KG+SELECT Award 2025の受賞者には、フェデリコ・エストル|Federico Estol が選出されました。
フェデリコ氏は2026年のKYOTOGRAPHIEにて、メインプログラムの一つとして展覧会が開催されます。
フェデリコ・エストル
Federico Estol
ラパスやエル・アルト近郊には、毎日3,000人の靴磨き職人が客を求めて街に繰り出している。彼らを特徴づけているのは、周囲に気づかれないように付けているスキーマスクだ。近所では、彼らが靴磨きの仕事をしていることは誰も知らない。学校ではその事実を隠し、エル・アルトから街の中心部へ向かうときは、家族でさえ違う仕事をしていると信じている。マスクは彼らの最強のアイデンティティであり、彼らを見えなくするのと同時に団結させる。この集団的な匿名性が、他の社会と対峙する際に彼らをより強くし、仕事によって被る排除に対する彼らの抵抗になっている。
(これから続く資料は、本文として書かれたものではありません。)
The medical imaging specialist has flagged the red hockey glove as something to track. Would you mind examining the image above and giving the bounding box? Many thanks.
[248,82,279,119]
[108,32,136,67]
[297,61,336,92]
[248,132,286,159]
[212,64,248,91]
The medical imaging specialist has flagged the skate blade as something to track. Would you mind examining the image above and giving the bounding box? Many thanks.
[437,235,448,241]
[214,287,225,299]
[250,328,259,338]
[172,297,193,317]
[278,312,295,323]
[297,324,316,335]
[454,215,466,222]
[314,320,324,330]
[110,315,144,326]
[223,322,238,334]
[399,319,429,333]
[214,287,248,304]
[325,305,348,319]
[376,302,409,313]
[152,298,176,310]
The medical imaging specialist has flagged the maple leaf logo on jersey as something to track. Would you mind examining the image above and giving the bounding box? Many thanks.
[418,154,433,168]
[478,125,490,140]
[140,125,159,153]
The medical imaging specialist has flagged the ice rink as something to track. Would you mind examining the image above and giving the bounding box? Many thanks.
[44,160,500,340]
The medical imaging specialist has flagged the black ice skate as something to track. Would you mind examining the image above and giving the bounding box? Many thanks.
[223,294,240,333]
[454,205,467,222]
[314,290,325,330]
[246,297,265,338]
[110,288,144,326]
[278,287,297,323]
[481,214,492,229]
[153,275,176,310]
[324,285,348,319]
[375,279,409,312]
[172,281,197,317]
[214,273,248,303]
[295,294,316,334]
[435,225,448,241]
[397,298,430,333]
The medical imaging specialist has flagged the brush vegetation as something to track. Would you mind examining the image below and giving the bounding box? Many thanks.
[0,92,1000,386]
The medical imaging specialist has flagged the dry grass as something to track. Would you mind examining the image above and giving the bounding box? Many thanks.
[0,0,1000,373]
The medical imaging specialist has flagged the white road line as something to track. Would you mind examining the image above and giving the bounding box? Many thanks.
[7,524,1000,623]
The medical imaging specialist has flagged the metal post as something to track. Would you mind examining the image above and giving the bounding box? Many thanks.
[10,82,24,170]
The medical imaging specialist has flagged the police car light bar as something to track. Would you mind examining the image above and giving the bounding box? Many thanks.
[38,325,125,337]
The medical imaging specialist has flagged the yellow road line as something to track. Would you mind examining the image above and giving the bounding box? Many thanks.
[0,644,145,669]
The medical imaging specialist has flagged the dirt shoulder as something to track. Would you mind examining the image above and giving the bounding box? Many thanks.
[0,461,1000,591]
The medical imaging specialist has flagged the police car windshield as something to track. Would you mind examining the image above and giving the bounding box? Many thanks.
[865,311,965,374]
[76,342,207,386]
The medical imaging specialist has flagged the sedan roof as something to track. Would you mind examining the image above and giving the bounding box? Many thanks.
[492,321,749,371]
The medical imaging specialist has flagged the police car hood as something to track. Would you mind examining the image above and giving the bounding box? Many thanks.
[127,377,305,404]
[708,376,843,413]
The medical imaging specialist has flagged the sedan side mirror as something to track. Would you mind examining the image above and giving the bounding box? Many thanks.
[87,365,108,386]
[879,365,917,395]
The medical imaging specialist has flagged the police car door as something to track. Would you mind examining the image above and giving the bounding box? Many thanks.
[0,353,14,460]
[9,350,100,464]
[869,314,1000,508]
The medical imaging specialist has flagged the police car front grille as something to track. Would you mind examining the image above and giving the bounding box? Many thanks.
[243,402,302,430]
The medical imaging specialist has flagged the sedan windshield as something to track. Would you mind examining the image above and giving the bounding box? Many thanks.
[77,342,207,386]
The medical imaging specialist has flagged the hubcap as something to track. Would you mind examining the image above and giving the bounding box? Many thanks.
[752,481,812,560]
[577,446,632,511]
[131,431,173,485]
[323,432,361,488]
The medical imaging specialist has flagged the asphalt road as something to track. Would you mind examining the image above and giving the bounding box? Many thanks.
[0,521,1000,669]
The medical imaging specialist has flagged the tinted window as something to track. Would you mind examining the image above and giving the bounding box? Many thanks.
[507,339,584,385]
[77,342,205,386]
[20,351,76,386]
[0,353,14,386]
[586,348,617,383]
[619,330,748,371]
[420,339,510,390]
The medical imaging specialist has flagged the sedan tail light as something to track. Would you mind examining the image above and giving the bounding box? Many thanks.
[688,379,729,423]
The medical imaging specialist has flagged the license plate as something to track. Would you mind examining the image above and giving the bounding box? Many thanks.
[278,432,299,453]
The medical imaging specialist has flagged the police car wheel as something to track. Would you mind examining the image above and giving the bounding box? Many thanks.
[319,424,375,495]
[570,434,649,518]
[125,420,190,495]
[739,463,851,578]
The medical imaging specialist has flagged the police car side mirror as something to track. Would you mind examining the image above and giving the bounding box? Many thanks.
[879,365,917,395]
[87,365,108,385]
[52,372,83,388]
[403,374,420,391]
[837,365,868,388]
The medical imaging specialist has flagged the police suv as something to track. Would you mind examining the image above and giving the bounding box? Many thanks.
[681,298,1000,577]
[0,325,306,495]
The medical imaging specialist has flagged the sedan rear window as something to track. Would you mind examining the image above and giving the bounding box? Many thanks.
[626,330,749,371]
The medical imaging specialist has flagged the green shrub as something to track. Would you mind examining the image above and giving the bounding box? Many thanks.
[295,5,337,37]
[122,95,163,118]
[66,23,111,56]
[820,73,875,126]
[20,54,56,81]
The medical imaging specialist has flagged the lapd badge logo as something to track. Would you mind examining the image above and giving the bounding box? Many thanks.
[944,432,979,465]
私は3年間、靴磨き職人の新聞「Hormigón Armado」の関係者である60人の靴磨き職人とコラボレーションをしてきた。一連のワークショップで、私たちはエル・アルトのネオ・アンデス建築を背景に、グラフィック・ノベルのシーンを計画した。この過程で、シャイン・ヒーローたちは、社会的汚名に抗議するフォト・エッセイの制作者であると同時に主人公にもなった。今日、このグループは、靴磨き職人として働くよりも、このプロジェクトの写真集とポストカードの販売でより多くの収入を得ている。これは、差別を闘争と生存の物語に変えるフィクションの可能性を示しており、最終的には社会的統合を促進する一助となるだろう。